The Old Timer can remember when Lowell's "good ol' sulphur water" was pouring from a combination drinking fountain and ornamental cast iron horse tank in front of the bank building. The side walk is still a little wider on that corner, and some of the old plumbing is still visible. It was the scene of many wet initiations for Lowell High School freshmen.
In 1932, after the bank was moved, the front of the building was occupied by The Toggery, a men's store owned by Fred W. Minninger, grandson of Irish pioneer William Buckley, who later moved the business to the south side of Commercial, where The Toggery is now owned by Robert Kalemba.
In the office area were Belshaw and Brannon, Law and Real Estate; Victor K. Roberts, father of Victor J. Roberts, another lawyer; Edward E. "Red" Belshaw, son of James W. Belshaw, also a lawyer; and Dr.
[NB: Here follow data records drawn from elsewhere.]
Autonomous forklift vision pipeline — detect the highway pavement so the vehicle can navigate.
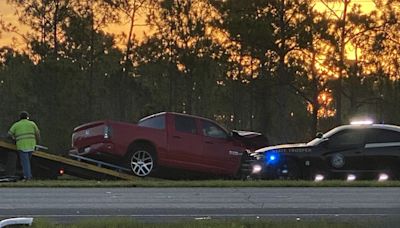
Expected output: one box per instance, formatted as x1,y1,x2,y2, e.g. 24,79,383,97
0,187,400,222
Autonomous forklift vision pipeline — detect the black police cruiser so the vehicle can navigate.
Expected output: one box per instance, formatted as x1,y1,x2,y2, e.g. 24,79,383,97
252,124,400,181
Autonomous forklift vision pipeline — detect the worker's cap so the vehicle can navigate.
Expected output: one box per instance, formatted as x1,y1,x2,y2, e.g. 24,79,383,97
19,111,29,119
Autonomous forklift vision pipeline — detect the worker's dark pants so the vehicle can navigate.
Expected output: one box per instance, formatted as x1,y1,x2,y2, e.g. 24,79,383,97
6,151,18,176
18,150,32,179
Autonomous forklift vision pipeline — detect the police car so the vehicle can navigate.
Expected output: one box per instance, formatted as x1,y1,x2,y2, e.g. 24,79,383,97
252,122,400,181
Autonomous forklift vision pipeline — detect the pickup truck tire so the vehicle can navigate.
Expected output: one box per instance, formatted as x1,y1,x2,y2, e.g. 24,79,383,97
128,146,156,177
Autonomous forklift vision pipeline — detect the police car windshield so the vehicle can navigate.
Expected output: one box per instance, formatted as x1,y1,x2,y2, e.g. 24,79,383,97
307,127,343,146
Neil Davis, physician.
Fred Van Nada housed his insurance office there, and his son Charles had his law office there in 1950, and in the 1960's the building was purchased by the Van Nada's.
The building is now occupied by the law office of Attorney Charles Van Nada, and the showrooms of The Neat Repeats clothing store, operated by his wife, Alice Van Nada. [Note from year 2001: This building is now a restaurant and antique shop.]
For some years the upstairs rooms had been rented as living quarters. The old bank vaults, one on the first floor and one in the lower level, are still in fine condition. The 87-year-old brick building has been well cared for, with its heavy oak doors, high ceilings, three chimneys that indicate where fireplaces were long ago, brass window frames, and the heavy steel step at the front entrance. Limestone lintels and sills frame the window, and a legend carved in stone still hangs proudly high above Commercial Ave.: "Bank 1900."